Because ip_address_range is dynamic, you cannot write it as a static tuple. Instead, you pass it at check time.
Access check with contextual tuples
Assume:
- User
1 has the tuple organization:1#hr_manager@user:1 stored in the database.
- User
1 is connecting from IP 192.158.1.38, which belongs to the branch’s internal network.
curl --location --request POST 'localhost:3476/v1/tenants/t1/permissions/check' \
--header 'Content-Type: application/json' \
--data-raw '{
"metadata": {
"snap_token": "",
"schema_version": "",
"depth": 20
},
"entity": {
"type": "organization",
"id": "1"
},
"permission": "view_employee",
"subject": {
"type": "user",
"id": "1",
"relation": ""
},
"context": {
"tuples": [
{
"entity": { "type": "ip_address_range", "id": "192.158.1.38" },
"relation": "user",
"subject": { "type": "user", "id": "1", "relation": "" }
}
]
}
}'
cr, err := client.Permission.Check(context.Background(), &v1.PermissionCheckRequest{
TenantId: "t1",
Metadata: &v1.PermissionCheckRequestMetadata{
SnapToken: "",
SchemaVersion: "",
Depth: 20,
},
Entity: &v1.Entity{
Type: "organization",
Id: "1",
},
Permission: "view_employee",
Subject: &v1.Subject{
Type: "user",
Id: "1",
},
Context: &v1.Context{
Tuples: []*v1.Tuple{
{
Entity: &v1.Entity{Type: "ip_address_range", Id: "192.158.1.38"},
Relation: "user",
Subject: &v1.Subject{Type: "user", Id: "1"},
},
},
},
})
if cr.Can == v1.CheckResult_CHECK_RESULT_ALLOWED {
// access granted
}
client.permission
.check({
tenantId: "t1",
metadata: {
snapToken: "",
schemaVersion: "",
depth: 20,
},
entity: {
type: "organization",
id: "1",
},
permission: "view_employee",
subject: {
type: "user",
id: "1",
},
context: {
tuples: [
{
entity: { type: "ip_address_range", id: "192.158.1.38" },
relation: "user",
subject: { type: "user", id: "1" },
},
],
},
})
.then((response) => {
if (response.can === PermissionCheckResponse_Result.RESULT_ALLOWED) {
console.log("RESULT_ALLOWED");
}
});
import permify
from permify.models.permission_check_request import PermissionCheckRequest
from permify.models.permission_check_response import PermissionCheckResponse
from permify.rest import ApiException
configuration = permify.Configuration(host="http://localhost")

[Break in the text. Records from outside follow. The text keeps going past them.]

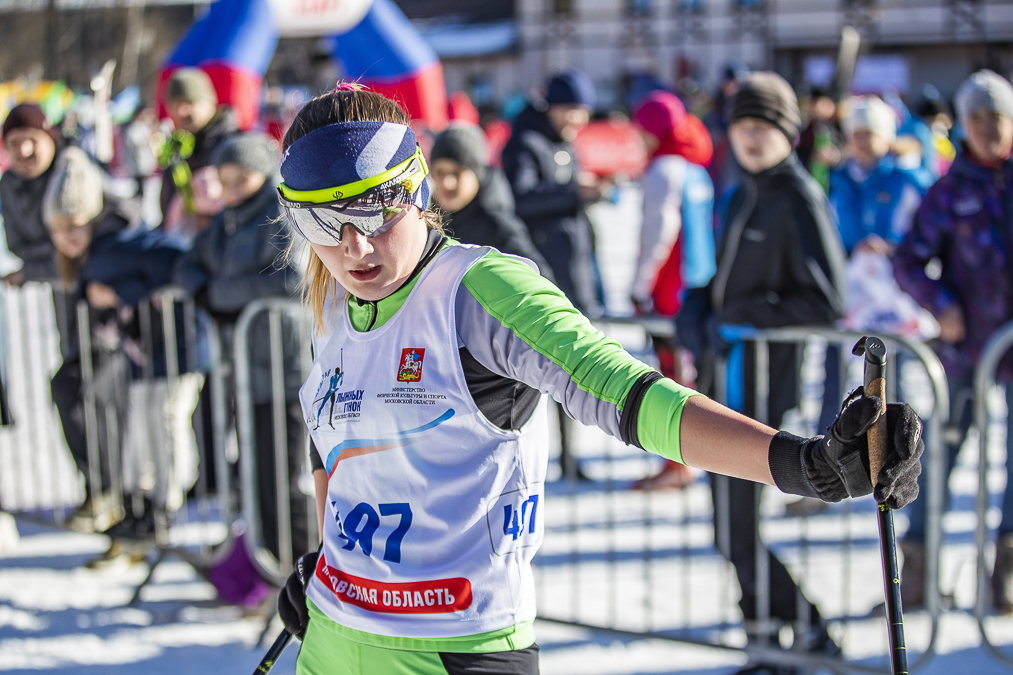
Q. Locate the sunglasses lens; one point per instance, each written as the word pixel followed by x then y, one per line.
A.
pixel 370 214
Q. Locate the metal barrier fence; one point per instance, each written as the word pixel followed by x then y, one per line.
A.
pixel 119 430
pixel 274 551
pixel 985 385
pixel 646 564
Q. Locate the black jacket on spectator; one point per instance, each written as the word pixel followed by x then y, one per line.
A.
pixel 780 263
pixel 221 128
pixel 542 170
pixel 236 261
pixel 27 237
pixel 133 263
pixel 488 220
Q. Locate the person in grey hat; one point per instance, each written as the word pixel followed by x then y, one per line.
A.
pixel 192 106
pixel 964 224
pixel 780 263
pixel 474 197
pixel 236 260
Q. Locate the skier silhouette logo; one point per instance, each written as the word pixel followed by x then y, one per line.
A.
pixel 410 367
pixel 331 395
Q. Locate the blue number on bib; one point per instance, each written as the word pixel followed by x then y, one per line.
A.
pixel 514 521
pixel 392 553
pixel 360 525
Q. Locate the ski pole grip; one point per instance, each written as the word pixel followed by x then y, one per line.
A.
pixel 875 385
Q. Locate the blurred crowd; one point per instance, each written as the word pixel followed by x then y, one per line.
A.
pixel 870 213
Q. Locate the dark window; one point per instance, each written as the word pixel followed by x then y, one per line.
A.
pixel 639 7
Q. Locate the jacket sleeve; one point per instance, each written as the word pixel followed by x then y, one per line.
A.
pixel 814 261
pixel 34 252
pixel 536 196
pixel 231 294
pixel 928 238
pixel 520 326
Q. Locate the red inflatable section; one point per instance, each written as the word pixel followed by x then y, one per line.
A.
pixel 423 96
pixel 609 148
pixel 236 88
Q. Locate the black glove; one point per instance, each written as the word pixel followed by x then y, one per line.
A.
pixel 292 598
pixel 837 465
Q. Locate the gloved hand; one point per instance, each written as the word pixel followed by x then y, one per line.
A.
pixel 834 466
pixel 292 598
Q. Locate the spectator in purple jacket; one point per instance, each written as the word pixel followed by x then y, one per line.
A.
pixel 963 235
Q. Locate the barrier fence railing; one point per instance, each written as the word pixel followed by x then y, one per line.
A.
pixel 275 454
pixel 644 563
pixel 985 384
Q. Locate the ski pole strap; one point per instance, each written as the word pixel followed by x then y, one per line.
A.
pixel 875 385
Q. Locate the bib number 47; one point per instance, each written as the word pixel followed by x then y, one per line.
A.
pixel 363 522
pixel 515 520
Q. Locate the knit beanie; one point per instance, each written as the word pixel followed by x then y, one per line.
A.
pixel 767 96
pixel 985 90
pixel 253 152
pixel 659 114
pixel 464 144
pixel 29 116
pixel 871 114
pixel 190 84
pixel 570 87
pixel 75 190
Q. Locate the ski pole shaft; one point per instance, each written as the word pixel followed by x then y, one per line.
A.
pixel 875 385
pixel 267 662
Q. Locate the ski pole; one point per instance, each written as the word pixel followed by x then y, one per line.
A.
pixel 875 385
pixel 273 655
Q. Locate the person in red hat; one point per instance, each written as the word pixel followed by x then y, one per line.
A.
pixel 677 233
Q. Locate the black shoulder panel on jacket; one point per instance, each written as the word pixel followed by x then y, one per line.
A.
pixel 505 402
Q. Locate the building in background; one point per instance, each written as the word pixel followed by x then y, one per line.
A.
pixel 497 49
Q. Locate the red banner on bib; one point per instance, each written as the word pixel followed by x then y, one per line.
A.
pixel 430 597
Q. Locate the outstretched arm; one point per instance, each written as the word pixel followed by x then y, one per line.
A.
pixel 717 439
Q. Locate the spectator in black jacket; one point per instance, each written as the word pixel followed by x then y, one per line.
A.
pixel 100 260
pixel 31 143
pixel 550 190
pixel 192 106
pixel 780 263
pixel 475 198
pixel 233 263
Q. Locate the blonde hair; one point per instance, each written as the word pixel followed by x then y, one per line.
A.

with permify.ApiClient(configuration) as api_client:
api_instance = permify.PermissionApi(api_client)
tenant_id = "t1"
body = PermissionCheckRequest(
tenant_id=tenant_id,
metadata={
"snapToken": "",
"schemaVersion": "",
"depth": 20,
},
entity={"type": "organization", "id": "1"},
permission="view_employee",
subject={"type": "user", "id": "1"},
context={
"tuples": [
{
"entity": {"type": "ip_address_range", "id": "192.158.1.38"},
"relation": "user",
"subject": {"type": "user", "id": "1", "relation": ""},
}
]
},
)
try:
api_response = api_instance.permissions_check(tenant_id, body)

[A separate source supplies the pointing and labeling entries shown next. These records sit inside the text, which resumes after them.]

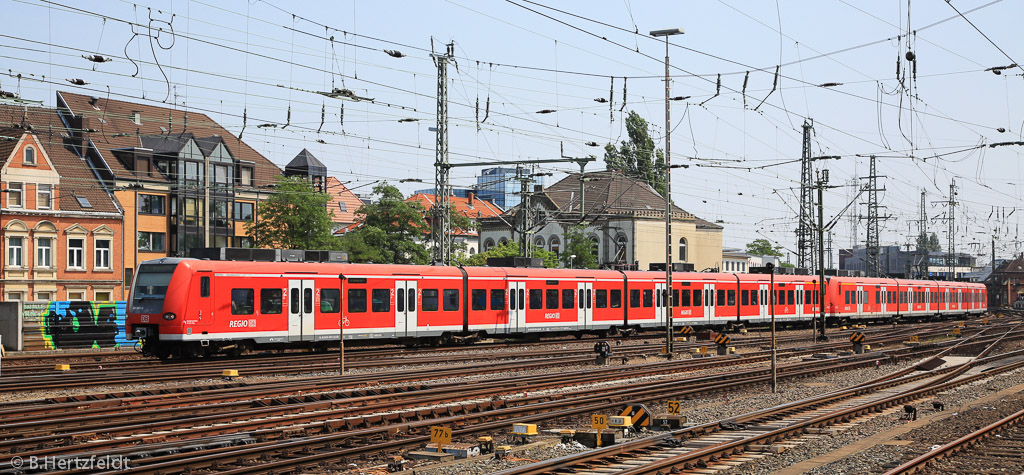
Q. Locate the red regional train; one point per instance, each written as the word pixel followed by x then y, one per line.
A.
pixel 189 307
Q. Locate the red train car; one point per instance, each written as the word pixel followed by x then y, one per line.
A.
pixel 189 307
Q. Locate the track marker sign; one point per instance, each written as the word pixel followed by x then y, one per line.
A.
pixel 440 435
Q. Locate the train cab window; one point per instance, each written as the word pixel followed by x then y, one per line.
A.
pixel 330 300
pixel 269 301
pixel 568 298
pixel 635 298
pixel 498 299
pixel 451 299
pixel 429 299
pixel 479 298
pixel 381 300
pixel 356 300
pixel 551 299
pixel 243 301
pixel 536 299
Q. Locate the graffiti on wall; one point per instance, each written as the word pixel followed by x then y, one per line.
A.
pixel 77 324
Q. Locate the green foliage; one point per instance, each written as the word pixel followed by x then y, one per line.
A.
pixel 763 247
pixel 392 230
pixel 637 157
pixel 577 243
pixel 295 217
pixel 510 249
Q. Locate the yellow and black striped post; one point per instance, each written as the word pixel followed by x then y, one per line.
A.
pixel 857 339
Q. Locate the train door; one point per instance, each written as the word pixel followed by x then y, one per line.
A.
pixel 300 309
pixel 517 306
pixel 710 302
pixel 404 308
pixel 585 310
pixel 800 301
pixel 660 305
pixel 764 300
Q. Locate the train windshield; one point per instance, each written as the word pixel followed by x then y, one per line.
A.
pixel 151 287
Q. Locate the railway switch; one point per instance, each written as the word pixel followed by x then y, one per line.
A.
pixel 857 339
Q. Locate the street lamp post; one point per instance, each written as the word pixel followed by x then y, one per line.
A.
pixel 668 191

if api_response.can == PermissionCheckResponse.Result.RESULT_ALLOWED:
print("RESULT_ALLOWED")
else:
print("RESULT_DENIED")
except ApiException as e:
print(f"Exception: {e}")
The context field
The context object accepted by Check, LookupEntity, and LookupSubject requests supports two sub-fields:
| Field | Type | Description |
|---|
context.tuples | array of tuples | Temporary relationship tuples merged with database results during evaluation. Not persisted. |
context.attributes | array of attributes | Temporary attribute values merged with database results during evaluation. Not persisted. |
context.data | object | Arbitrary key-value data accessible inside CEL rule expressions via context.data. |
Contextual tuples are evaluated in memory during the request and are never written to the relation_tuples table. They have no effect on future requests unless you send them again.